Access the Longhorn UI with the following command:
kubectl -n longhorn-system port-forward svc/longhorn-frontend 8080:80
Open your browser and navigate to http://localhost:8080.
In the UI, perform the following steps:
- Click on “Backups”.
- Select all volumes (consider setting pagination to “show all”).
- Click “Restore from last backup”.
- Choose “Use old name”.
- Click “Apply”.
Next, go to the “Volumes” section and wait for all volumes to reach the “Detached” state.

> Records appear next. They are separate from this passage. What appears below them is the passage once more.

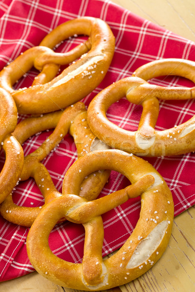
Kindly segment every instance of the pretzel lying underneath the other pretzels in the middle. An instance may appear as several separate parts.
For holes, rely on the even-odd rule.
[[[52,112],[37,118],[30,117],[23,120],[18,124],[13,135],[22,144],[30,136],[48,128],[55,128],[55,130],[38,149],[24,158],[24,165],[20,175],[20,181],[25,181],[30,177],[35,179],[45,203],[40,207],[18,206],[14,204],[12,194],[10,194],[0,205],[0,214],[15,224],[31,226],[41,209],[49,201],[61,196],[48,170],[41,161],[59,144],[67,132],[69,131],[75,139],[78,157],[86,155],[91,150],[96,138],[87,125],[86,109],[81,102],[64,111]],[[89,176],[81,186],[80,196],[96,198],[107,182],[109,174],[109,171],[102,171]]]

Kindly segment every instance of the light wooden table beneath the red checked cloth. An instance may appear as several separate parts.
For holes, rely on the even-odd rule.
[[[195,0],[113,0],[133,13],[195,41]],[[195,207],[174,219],[169,245],[146,274],[109,292],[194,292]],[[37,272],[0,284],[1,292],[79,292],[62,288]]]

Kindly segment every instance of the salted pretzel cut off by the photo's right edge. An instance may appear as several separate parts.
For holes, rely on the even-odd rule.
[[[187,77],[195,82],[195,62],[165,59],[148,63],[133,74],[110,85],[93,99],[88,108],[90,128],[104,143],[139,156],[184,154],[195,150],[195,117],[174,128],[155,129],[159,101],[195,98],[195,87],[164,88],[149,84],[148,80],[167,74]],[[143,107],[137,131],[127,131],[108,121],[109,106],[124,97]]]

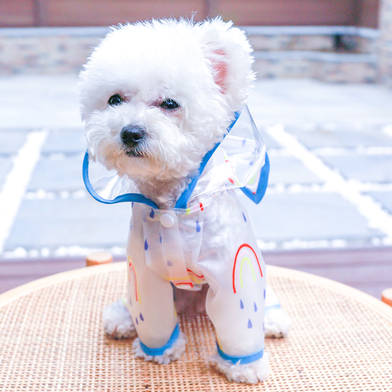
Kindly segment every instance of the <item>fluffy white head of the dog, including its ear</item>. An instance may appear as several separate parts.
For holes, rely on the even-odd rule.
[[[244,105],[250,53],[219,18],[113,28],[80,73],[90,156],[134,179],[187,176]]]

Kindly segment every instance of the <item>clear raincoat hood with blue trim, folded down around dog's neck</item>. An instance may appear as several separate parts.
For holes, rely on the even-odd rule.
[[[206,153],[175,209],[186,209],[195,199],[207,200],[222,190],[238,188],[258,203],[266,192],[269,170],[264,142],[245,106],[241,113],[235,114],[223,140]],[[140,194],[131,179],[89,162],[88,152],[83,162],[83,180],[91,196],[102,203],[131,201],[157,208],[152,200]]]

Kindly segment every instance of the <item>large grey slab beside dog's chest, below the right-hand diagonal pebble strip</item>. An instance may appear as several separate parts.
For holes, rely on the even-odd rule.
[[[337,194],[267,194],[255,206],[245,196],[256,238],[262,241],[360,240],[384,233],[368,227],[355,207]]]

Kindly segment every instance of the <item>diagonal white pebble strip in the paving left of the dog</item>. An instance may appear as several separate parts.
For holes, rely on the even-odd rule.
[[[25,144],[14,157],[13,167],[5,178],[0,191],[0,253],[3,251],[48,133],[48,130],[42,129],[27,134]]]

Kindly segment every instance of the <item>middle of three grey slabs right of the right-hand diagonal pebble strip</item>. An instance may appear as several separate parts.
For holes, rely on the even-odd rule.
[[[321,159],[329,166],[339,169],[346,178],[358,181],[391,182],[391,155],[323,155]]]

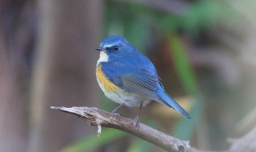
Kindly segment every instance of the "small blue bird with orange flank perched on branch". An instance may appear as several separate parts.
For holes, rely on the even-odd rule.
[[[96,77],[99,87],[113,102],[118,103],[112,113],[122,107],[140,107],[135,121],[138,123],[140,110],[151,101],[159,102],[192,119],[166,92],[159,80],[154,64],[121,36],[108,36],[99,47]]]

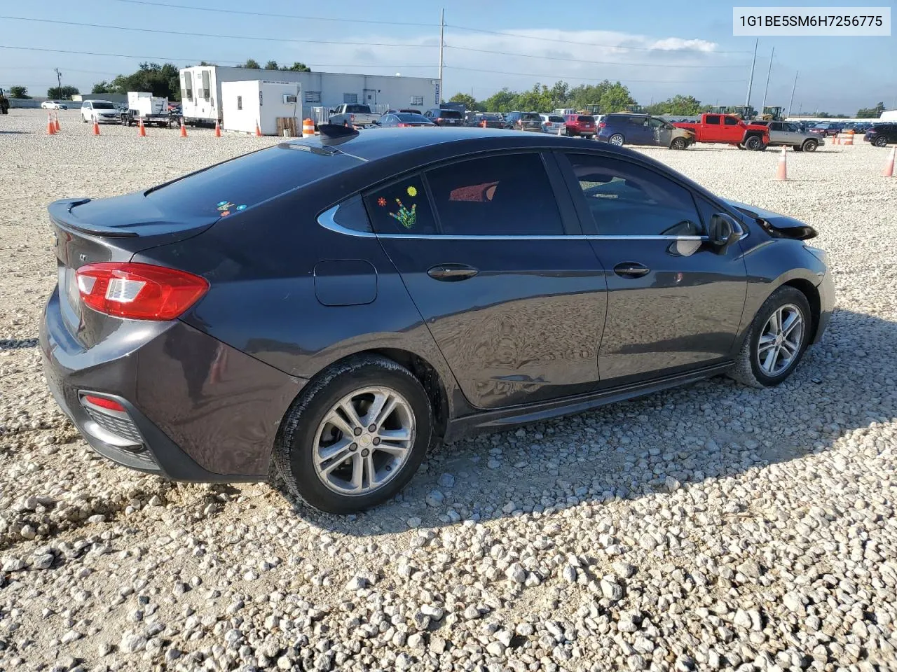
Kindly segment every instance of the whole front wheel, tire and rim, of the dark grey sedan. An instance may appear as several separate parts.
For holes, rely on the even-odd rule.
[[[753,318],[729,375],[752,387],[778,385],[804,356],[812,326],[804,293],[788,286],[776,289]]]

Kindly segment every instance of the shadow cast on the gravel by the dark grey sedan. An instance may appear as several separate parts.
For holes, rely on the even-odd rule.
[[[737,477],[897,418],[897,364],[885,356],[894,342],[897,323],[839,310],[823,342],[777,388],[718,377],[478,436],[437,449],[401,495],[372,511],[341,518],[294,509],[316,526],[364,537]]]

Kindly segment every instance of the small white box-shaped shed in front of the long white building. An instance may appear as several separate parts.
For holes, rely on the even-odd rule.
[[[295,82],[223,82],[221,105],[225,131],[277,135],[278,119],[292,119],[292,128],[302,134],[300,100],[302,87]]]

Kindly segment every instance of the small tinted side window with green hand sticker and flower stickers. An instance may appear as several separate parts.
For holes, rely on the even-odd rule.
[[[380,187],[365,197],[370,221],[377,233],[427,235],[436,222],[420,175]]]

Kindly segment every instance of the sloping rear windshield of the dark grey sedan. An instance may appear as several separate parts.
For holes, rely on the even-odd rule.
[[[237,214],[298,186],[361,164],[347,154],[308,151],[300,142],[244,154],[151,189],[146,198],[165,213]]]

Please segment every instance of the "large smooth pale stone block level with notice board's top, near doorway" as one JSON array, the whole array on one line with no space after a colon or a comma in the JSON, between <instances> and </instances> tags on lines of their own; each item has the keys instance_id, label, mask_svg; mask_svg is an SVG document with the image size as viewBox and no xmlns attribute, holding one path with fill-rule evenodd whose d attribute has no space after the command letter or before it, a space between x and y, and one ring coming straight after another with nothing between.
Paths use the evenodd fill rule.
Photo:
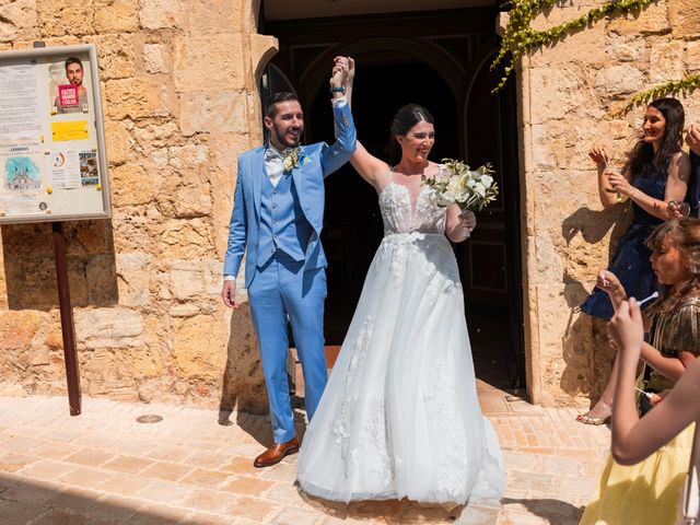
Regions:
<instances>
[{"instance_id":1,"label":"large smooth pale stone block level with notice board's top, near doorway","mask_svg":"<svg viewBox=\"0 0 700 525\"><path fill-rule=\"evenodd\" d=\"M176 37L174 80L178 93L241 90L246 85L242 35ZM206 79L206 82L202 82Z\"/></svg>"}]
</instances>

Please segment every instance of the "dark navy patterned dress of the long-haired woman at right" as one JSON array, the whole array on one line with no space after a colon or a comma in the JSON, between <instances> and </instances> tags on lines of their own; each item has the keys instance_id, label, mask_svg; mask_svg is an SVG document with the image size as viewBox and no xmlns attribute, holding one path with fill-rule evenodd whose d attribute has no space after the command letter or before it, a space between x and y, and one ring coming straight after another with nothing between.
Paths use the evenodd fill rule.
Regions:
<instances>
[{"instance_id":1,"label":"dark navy patterned dress of the long-haired woman at right","mask_svg":"<svg viewBox=\"0 0 700 525\"><path fill-rule=\"evenodd\" d=\"M662 167L653 171L650 175L635 177L632 180L632 186L650 197L663 201L666 195L668 161L663 162ZM656 276L649 260L652 252L645 243L646 237L664 221L648 213L634 202L632 202L632 211L634 213L632 223L620 238L608 270L620 280L628 298L642 300L658 289ZM607 292L599 288L594 289L593 293L588 295L588 299L581 305L581 311L602 319L609 319L615 313Z\"/></svg>"}]
</instances>

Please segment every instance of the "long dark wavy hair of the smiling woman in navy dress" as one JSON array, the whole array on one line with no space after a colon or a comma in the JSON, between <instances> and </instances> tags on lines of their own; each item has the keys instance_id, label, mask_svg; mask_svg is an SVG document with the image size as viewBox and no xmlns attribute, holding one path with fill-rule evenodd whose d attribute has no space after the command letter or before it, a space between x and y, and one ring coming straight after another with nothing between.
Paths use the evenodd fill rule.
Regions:
<instances>
[{"instance_id":1,"label":"long dark wavy hair of the smiling woman in navy dress","mask_svg":"<svg viewBox=\"0 0 700 525\"><path fill-rule=\"evenodd\" d=\"M686 120L686 113L682 104L676 98L656 98L649 106L661 112L666 119L666 129L661 141L661 148L654 155L654 147L640 139L632 151L627 155L625 171L630 170L632 178L652 175L656 170L664 166L664 163L682 148L682 127Z\"/></svg>"}]
</instances>

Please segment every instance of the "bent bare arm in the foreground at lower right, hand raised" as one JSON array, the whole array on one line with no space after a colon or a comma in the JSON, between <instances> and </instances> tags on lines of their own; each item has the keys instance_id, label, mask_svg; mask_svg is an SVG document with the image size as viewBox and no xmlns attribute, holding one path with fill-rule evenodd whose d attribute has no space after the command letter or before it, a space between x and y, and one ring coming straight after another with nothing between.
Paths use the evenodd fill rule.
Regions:
<instances>
[{"instance_id":1,"label":"bent bare arm in the foreground at lower right, hand raised","mask_svg":"<svg viewBox=\"0 0 700 525\"><path fill-rule=\"evenodd\" d=\"M657 407L640 419L634 398L634 375L643 341L642 316L637 301L625 301L609 325L619 353L612 409L612 457L633 465L668 443L700 417L700 361L696 361Z\"/></svg>"}]
</instances>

This process can take some time depending on the volume sizes.
Once ready:
- Go back to the “Volumes” section.
- Select all volumes (be mindful of pagination!).

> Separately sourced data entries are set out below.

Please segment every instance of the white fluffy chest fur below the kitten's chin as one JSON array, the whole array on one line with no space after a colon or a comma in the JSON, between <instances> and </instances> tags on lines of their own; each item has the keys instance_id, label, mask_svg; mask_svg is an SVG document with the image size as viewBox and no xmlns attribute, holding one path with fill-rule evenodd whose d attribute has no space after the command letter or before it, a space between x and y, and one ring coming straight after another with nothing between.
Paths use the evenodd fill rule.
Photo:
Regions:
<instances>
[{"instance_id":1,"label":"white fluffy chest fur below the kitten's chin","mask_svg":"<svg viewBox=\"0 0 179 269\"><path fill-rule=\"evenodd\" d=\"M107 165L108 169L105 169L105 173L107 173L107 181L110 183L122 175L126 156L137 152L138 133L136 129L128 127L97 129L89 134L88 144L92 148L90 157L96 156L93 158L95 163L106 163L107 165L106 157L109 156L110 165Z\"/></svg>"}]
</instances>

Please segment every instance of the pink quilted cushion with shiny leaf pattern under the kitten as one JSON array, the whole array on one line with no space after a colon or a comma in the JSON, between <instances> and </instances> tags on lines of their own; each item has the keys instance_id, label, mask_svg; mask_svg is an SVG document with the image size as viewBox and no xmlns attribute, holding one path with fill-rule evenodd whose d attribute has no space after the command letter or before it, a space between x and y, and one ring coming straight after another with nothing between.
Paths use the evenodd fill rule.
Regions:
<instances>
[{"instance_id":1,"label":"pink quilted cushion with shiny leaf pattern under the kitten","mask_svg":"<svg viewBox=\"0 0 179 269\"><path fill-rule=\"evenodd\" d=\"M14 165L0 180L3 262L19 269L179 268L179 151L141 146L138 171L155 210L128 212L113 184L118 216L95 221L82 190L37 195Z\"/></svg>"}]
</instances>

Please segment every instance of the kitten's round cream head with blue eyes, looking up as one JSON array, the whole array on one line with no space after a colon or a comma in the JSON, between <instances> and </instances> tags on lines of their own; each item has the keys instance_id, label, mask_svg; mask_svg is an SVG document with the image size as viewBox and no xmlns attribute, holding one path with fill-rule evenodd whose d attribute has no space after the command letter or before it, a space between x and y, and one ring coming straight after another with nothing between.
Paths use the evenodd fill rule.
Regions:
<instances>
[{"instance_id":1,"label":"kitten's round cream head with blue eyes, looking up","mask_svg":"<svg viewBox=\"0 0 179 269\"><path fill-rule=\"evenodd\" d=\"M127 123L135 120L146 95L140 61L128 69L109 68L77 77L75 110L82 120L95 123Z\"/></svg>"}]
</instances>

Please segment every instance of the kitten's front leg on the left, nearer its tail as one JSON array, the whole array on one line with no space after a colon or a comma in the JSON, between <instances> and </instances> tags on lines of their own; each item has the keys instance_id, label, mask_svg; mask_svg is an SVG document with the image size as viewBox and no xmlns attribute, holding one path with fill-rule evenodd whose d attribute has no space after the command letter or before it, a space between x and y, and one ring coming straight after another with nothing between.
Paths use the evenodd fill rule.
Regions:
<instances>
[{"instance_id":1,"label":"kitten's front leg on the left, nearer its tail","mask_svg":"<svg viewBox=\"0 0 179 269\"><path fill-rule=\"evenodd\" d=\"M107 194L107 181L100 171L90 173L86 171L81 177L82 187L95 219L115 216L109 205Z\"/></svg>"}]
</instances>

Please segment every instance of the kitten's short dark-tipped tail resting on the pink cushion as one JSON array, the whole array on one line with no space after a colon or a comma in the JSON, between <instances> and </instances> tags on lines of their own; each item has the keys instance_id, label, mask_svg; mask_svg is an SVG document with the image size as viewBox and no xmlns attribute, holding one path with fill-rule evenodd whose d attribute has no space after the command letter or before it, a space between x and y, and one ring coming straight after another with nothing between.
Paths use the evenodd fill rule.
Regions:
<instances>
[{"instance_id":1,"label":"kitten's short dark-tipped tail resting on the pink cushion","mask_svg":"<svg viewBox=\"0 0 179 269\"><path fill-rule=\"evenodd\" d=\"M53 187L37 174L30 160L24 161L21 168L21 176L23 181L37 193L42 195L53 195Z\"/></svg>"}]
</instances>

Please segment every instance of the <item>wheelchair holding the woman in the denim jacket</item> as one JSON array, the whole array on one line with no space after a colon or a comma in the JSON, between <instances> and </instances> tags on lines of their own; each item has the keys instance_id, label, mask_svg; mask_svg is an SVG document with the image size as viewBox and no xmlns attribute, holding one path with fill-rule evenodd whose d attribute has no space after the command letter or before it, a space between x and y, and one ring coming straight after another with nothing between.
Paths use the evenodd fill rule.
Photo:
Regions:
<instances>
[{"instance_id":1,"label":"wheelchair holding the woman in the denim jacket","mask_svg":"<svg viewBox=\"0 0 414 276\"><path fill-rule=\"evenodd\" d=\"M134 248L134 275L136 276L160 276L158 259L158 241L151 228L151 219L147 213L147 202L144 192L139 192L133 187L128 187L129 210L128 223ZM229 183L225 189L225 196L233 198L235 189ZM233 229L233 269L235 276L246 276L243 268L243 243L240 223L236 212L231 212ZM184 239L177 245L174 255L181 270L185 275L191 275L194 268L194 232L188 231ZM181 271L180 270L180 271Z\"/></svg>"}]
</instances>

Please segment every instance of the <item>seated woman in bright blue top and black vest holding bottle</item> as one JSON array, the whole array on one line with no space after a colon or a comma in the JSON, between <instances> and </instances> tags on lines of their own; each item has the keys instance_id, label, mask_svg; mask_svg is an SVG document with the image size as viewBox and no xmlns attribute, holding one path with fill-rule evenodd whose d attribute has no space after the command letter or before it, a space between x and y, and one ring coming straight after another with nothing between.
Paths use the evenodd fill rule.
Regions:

- Click “Create PV/PVC” and check the option to reuse the old name.
- Click “Apply”.
The restoration process may take several minutes.
Finally, verify that your Pods are up and running.
Warning
The following information is not stored in standard backups (or at least not accessible via the UI):
- Filesystem type (e.g., EXT4, XFS)
- Encryption flag
- Number of replicas
Incorrect configurations during restoration can result in pods getting stuck in the “ContainerCreating” status.

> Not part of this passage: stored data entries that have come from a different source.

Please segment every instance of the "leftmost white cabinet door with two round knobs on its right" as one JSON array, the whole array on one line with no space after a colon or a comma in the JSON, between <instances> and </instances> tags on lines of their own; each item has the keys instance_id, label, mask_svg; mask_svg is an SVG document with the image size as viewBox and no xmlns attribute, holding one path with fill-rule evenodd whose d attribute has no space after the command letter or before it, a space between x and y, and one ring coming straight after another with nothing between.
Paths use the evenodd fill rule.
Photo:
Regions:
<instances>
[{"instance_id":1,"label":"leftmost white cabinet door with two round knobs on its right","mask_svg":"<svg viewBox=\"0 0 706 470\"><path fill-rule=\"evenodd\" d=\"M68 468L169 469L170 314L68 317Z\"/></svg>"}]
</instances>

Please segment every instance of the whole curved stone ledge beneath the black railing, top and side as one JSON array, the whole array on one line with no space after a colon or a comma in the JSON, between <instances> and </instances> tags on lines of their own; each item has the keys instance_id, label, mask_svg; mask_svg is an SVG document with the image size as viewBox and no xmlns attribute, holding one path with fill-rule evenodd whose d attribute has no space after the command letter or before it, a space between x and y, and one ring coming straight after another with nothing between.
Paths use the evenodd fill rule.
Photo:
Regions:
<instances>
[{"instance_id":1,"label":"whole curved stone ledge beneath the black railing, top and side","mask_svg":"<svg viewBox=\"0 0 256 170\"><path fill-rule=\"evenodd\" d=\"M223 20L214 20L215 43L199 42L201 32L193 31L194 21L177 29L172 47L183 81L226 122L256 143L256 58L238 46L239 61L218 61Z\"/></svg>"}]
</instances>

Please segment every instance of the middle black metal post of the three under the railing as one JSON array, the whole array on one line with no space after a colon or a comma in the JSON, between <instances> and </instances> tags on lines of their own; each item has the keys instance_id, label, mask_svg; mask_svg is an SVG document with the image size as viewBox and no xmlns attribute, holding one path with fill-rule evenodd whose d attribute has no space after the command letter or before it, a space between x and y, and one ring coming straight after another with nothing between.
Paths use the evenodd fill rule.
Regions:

To mitigate these issues, it’s best to adopt a uniform configuration for all volumes. If you use encryption, apply it consistently across all volumes. Similarly, use a single filesystem type consistently (e.g., not a mix of XFS and EXT4). The number of replicas will follow the default configuration settings.
It’s important to note that PVCs can only be restored if they were bound to a workload at the time of backup. This is usually not an issue, as dynamic PVCs imply that a workload is present. However, if you want to maintain a PV that can be attached to different workloads in the future, consider using static volumes, as described earlier in the article.
#
Final Notes
Having used Longhorn for many years across various setups—from geographically distributed clusters to same-rack data centers — I can attest to its flexibility and performance in delivering distributed storage solutions.
Longhorn is an impressive tool that provides flexible and relatively performant distributed storage to its users. Its snapshot feature enables consistent block-level backups without downtime, vital for workloads like databases. The variety of embedded backup types and policies allows even less experienced users to manage persistent storage reliably. However, challenges can arise, particularly during data restoration.
Key takeaways:
- Ensure that your network is reliable. High latency or significant packet loss can lead to node disconnections and rebalancing, although dedicated or high-end switches aren’t necessary since Longhorn has some tolerance for this.
- Block mode performs well for medium I/O loads, but for high-load databases, native replication with bare disks is preferable. For projects like CloudNative PostgreSQL, setting replicas to 1 and locality to
strict-local
offers most of Longhorn’s benefits (such as backup and snapshot) while minimizing overhead. - Whenever possible, use static volumes for workloads with low dynamics, such as storage or databases. In this scenario, even if manifests weren’t backed up, you can more easily link data from backups and manifests from GitOps.
- Prefer the
retain
policy, and avoid removing PVs unless backed up. Having a few dangling volumes in Longhorn is preferable to losing data. - Don’t panic if new volumes are stuck — it might be due to the lack of available space. By default, Longhorn reserves the declared amount, but this can be adjusted.
- Use “locality: besteffort” if your cluster isn’t highly dynamic.
Regularly perform actual restore procedures. Without this practice, or if shortcuts are taken (like retrieving information from a running cluster rather than relying solely on backups), your backups might become useless at some point. For instance, only through regular procedure checks I encountered the issue of Sealed Secrets key rotation, highlighting the need to update the main key in backups regularly.